Material from another planet
Carbon frames for racing bikes with BINDER technology
Carbon comes into play when something has to be extremely lightweight and highly stable. In Grenchen, Switzerland, automated manufacturing is used with the help of BINDER technology to produce carbon frames for racing bikes for the first time ever. In 2011, Australian Cadel Evens won the Tour de France on a BMC racing bike thanks to the enthusiastic support of his team members, who contested the world's most difficult stage race on carbon racing bikes.
They call it "Stargate" and what comes out of it almost seems to come from another planet. A wheel with a diameter larger than a person with outstretched arms produces one of the strongest and lightest materials known to man today: finely woven carbon – the wonder material of racing bike frames. Strictly speaking, "Stargate" is a high-tech braiding machine and part of a complex automation system. The racing bike manufacture BMC headquartered in Grenchen, Switzerland, manufactures the world's first and only carbon frames using a completely automated process. 100 percent automation is synonymous with 100 percent consistently high quality. With perfection in series production, its BMC designers have called it "the impeccable bike" or "impec" for short.
Where carbon frames had to be painstakingly laminated, shaped and glued by hand from individual layers until now, production at BMC runs cleanly and smoothly like Swiss clockwork precision. Each part of the frame is woven in the "Stargate" around the so-called positive core as a whole.

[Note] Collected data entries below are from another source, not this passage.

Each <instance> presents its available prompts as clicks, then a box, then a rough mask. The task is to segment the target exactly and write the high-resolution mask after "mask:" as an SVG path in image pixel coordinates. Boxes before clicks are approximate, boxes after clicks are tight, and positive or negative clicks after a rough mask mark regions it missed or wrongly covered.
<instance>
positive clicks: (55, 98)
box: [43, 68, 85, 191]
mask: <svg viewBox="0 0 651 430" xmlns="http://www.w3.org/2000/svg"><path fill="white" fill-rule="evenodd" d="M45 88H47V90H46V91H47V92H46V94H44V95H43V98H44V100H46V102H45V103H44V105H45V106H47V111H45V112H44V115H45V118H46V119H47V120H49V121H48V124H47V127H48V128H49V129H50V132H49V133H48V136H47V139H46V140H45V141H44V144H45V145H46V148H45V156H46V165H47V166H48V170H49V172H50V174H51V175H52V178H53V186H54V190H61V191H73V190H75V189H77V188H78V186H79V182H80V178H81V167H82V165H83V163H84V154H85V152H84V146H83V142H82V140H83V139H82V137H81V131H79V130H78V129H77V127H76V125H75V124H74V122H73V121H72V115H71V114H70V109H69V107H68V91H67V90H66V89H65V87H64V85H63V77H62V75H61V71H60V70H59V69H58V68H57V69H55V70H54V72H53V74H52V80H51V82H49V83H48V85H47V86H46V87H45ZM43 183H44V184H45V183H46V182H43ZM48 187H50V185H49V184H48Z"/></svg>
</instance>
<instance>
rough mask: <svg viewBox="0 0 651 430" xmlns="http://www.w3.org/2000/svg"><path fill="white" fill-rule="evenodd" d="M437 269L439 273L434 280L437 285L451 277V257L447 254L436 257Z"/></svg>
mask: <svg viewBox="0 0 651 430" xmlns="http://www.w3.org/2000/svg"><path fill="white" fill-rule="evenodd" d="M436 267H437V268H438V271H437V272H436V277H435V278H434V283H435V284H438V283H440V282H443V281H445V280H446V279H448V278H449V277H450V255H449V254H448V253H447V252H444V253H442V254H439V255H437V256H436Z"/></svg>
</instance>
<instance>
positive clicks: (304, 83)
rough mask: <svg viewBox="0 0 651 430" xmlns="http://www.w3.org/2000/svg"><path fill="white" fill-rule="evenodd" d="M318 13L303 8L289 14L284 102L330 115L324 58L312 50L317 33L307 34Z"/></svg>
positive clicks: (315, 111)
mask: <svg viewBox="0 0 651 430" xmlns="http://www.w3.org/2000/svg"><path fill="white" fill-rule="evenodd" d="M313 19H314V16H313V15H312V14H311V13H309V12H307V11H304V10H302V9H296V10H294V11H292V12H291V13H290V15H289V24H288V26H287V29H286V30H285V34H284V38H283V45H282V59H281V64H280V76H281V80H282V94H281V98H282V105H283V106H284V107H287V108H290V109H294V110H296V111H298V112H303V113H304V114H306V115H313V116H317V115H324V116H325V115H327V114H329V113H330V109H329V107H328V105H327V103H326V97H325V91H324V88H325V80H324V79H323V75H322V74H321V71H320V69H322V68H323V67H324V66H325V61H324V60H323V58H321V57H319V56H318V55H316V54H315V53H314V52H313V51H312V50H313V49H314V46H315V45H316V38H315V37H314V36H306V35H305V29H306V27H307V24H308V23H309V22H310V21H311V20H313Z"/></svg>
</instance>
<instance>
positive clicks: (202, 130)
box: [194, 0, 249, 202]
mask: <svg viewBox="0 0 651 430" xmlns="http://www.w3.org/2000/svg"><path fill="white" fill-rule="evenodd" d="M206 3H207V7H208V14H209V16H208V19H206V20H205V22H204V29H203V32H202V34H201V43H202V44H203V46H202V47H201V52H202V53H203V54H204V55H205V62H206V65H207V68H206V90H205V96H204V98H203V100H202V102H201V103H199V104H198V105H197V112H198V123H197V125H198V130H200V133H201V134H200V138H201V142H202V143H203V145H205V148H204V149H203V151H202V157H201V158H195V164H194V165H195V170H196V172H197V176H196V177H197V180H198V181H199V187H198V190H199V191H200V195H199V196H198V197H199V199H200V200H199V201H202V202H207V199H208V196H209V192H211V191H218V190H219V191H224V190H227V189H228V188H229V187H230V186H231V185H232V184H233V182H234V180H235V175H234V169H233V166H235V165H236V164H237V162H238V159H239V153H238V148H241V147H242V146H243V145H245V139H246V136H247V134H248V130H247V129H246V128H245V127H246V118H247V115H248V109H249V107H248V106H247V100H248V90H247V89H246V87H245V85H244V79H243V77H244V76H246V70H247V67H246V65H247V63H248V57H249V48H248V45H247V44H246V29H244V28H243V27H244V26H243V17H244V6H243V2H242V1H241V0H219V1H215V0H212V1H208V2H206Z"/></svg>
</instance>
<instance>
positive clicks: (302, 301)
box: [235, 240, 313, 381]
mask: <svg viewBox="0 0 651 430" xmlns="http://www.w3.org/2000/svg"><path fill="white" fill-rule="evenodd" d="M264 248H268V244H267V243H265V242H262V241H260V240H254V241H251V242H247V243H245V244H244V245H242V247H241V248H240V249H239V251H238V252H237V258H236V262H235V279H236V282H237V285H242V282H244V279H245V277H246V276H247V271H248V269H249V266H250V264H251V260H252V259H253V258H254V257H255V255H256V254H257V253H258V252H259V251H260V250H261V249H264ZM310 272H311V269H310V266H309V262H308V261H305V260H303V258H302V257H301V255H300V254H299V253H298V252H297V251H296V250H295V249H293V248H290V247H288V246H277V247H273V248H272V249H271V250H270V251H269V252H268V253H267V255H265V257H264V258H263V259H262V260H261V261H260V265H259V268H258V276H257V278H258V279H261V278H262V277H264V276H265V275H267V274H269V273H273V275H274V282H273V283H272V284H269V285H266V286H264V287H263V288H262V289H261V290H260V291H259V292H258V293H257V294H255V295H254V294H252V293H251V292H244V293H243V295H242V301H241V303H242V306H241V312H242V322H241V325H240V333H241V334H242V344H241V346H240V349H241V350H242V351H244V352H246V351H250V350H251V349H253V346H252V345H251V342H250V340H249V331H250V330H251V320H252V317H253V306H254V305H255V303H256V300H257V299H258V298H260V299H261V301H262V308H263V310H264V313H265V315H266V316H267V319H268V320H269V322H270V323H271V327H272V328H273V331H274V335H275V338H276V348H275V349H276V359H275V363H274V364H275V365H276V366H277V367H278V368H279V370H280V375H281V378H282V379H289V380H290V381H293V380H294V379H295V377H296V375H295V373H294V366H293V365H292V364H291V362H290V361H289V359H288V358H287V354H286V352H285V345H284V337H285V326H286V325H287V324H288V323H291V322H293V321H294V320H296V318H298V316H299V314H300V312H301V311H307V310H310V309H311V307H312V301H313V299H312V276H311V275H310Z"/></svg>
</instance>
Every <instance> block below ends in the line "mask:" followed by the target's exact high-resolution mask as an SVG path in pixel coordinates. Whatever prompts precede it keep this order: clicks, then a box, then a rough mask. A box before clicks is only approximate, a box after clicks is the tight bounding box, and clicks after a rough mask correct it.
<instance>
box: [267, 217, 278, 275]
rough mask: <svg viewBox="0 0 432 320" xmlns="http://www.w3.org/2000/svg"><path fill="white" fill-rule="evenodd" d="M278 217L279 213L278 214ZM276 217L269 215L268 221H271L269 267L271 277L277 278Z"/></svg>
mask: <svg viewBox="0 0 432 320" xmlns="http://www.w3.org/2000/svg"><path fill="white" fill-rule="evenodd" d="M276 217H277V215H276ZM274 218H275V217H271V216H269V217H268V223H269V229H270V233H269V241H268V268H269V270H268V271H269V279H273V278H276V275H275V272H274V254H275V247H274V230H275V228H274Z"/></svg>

More than 100 bobbins loaded with wafer-thin threads run through the braiding machine at breathtaking speeds to weave a seamless, flexible tube of carbon fibers in seconds. A certain similarity with a black stocking cannot be denied at this stage of production. Until now, braiding machine technology has primarily been known in the manufacture of steel cable such as that used for mountain railways or cable cars. In carbon processing, it is an absolute novelty. BMC calls its new technology Load Specific Weave (LWS). The high-tech braiding machine is used to weave varying degrees of material thickness and load distributions. The innovative method allows you to manufacture frame tubes made-to-measure for each individual section of the frame. After the weaving process is completed, the carbon fabric is soaked in the molds with epoxy resin and pre-cured in negative forms that give the carbon tubes their final shape.
After shaping, the carbon tubes must be cured and dried for 15 to 120 minutes depending on the wall thickness and size. Even here nothing is left to chance. BINDER heating chambers of the FED series ensure a uniform drying climate at BMC at constant humidity and a temperature of 80 °C. They provide the best possible conditions for curing the epoxy resin. BINDER heating chambers are even used during final assembly and finishing of the frame sections. When drying and curing lacquers, lettering and assembly adhesives, BINDER heating chambers of the FED series play a supporting role. With a capacity of 53 to 400 l and possible temperatures of up to 300 °C, they are ideally suited for the wide range of requirements. And they do one thing particularly well: save energy. Thanks to their 60 mm insulating layer, BINDER heating chambers exhibit extremely low heat dissipation.
The high quality products from BINDER seamlessly integrate into the world's first automated production process of carbon frames. In just four years, BMC developers have got the pioneering facility up and running. It has been worth it: An impec carbon frame from BMC only weighs about 1 kg on average. How successful the overall concept would be in practice in just a short period of time may have even surprised BMC a little. The Swiss BMC racing team around the world champion Cadel Evans was able to compete at the Tour de France on an impec for the first time ever in 2010.